Beyond those issues, the medical treatment itself was said to carry inordinate risks that couldn't be comprehended by the patients who demanded it (¶ 4.1.1, 4.1.2, 4.1.4, 4.5.1, 4.7.2, 4.14.2). Those patients suffered from “short-term delusions”. Theorists hoped the patient would wake up one day, look at their genitals and say, What was I thinking?!!! If they had undergone hormones and surgery, it would be too late. That person would be a Regretter -- someone whose life had been destroyed by single bad choice. It was psychiatry's divine calling to prevent even a single repentant Regretter from slipping past unnoticed -- even if it meant having hundreds of frustrated delusional patients go without treatment. (¶ 4.1.1, 4.1.3)
In other words, HBIGDA put psychiatrists in the role of "gatekeepers": Transitioning couldn't begin until psychiatry had given permission. And not just the dedicated stonewalling of one psychiatrist, but TWO.

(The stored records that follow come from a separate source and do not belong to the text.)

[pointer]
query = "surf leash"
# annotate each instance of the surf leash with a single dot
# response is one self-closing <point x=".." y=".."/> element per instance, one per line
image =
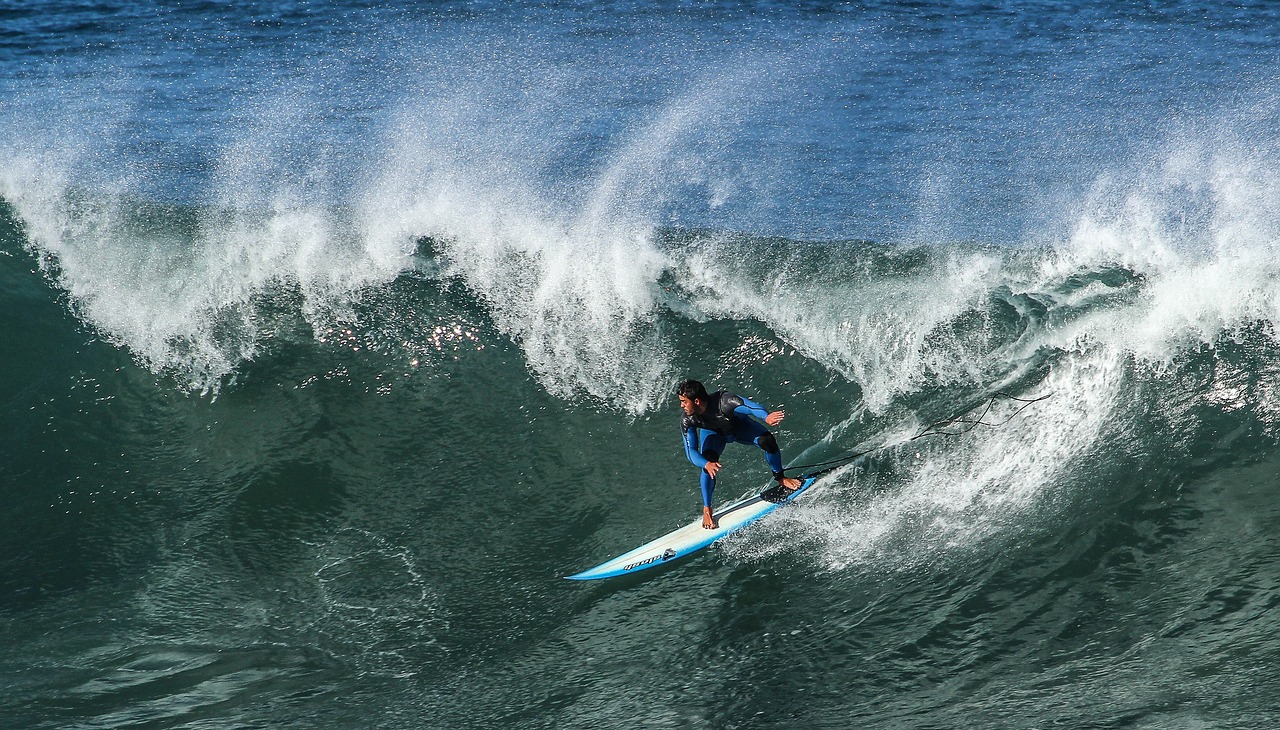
<point x="936" y="428"/>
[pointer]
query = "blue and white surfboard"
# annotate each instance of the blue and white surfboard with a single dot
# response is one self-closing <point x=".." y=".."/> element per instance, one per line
<point x="693" y="537"/>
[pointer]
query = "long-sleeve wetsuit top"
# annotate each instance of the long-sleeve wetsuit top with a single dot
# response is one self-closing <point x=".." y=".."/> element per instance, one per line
<point x="722" y="407"/>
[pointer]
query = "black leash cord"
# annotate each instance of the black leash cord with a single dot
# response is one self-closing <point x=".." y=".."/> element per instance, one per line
<point x="932" y="429"/>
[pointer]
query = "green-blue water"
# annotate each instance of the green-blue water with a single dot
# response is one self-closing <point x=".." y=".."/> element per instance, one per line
<point x="336" y="334"/>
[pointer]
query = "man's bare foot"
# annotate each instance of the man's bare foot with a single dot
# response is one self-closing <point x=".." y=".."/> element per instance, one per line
<point x="709" y="519"/>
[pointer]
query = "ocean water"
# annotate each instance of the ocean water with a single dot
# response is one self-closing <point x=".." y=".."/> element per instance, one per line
<point x="336" y="333"/>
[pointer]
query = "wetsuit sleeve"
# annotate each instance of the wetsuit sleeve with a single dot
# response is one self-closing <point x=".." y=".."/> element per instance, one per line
<point x="690" y="437"/>
<point x="750" y="407"/>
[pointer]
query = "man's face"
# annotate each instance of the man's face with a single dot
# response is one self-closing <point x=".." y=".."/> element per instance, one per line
<point x="689" y="406"/>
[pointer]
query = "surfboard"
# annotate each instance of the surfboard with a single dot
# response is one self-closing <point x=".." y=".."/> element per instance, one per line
<point x="693" y="537"/>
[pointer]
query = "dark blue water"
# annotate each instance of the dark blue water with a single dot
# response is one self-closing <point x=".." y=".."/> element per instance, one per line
<point x="336" y="334"/>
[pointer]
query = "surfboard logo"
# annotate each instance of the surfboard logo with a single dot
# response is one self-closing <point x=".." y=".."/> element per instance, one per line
<point x="667" y="555"/>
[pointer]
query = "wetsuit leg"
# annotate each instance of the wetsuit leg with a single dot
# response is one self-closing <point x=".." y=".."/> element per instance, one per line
<point x="711" y="445"/>
<point x="746" y="430"/>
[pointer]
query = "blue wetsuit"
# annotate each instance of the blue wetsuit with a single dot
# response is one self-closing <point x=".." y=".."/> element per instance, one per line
<point x="726" y="419"/>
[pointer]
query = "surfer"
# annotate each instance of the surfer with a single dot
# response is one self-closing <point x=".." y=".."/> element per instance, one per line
<point x="721" y="418"/>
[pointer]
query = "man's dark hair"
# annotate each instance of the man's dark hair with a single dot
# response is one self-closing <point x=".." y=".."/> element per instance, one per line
<point x="693" y="389"/>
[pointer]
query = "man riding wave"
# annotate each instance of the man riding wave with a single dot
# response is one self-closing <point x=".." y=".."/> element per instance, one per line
<point x="713" y="420"/>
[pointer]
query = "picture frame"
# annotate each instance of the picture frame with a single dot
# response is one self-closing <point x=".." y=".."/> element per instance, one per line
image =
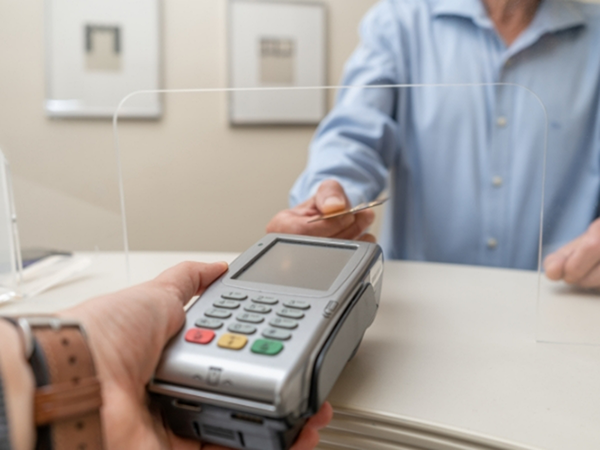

This policy of denial ignited a war between transsexuals and the health care community. The best interests of the patient was the least of anyone's concerns. Doctors became enforcers of gender orthodoxy, not patient advocates. Desperate transsexuals did anything they could, just to get past the psychiatrists -- including fabricated symptoms and life histories, spiced with a generous dose of black market medicine.
As transsexuals' pleas and begging grew louder, psychiatrists added ever greater hurdles for the foolish applicants to overcome.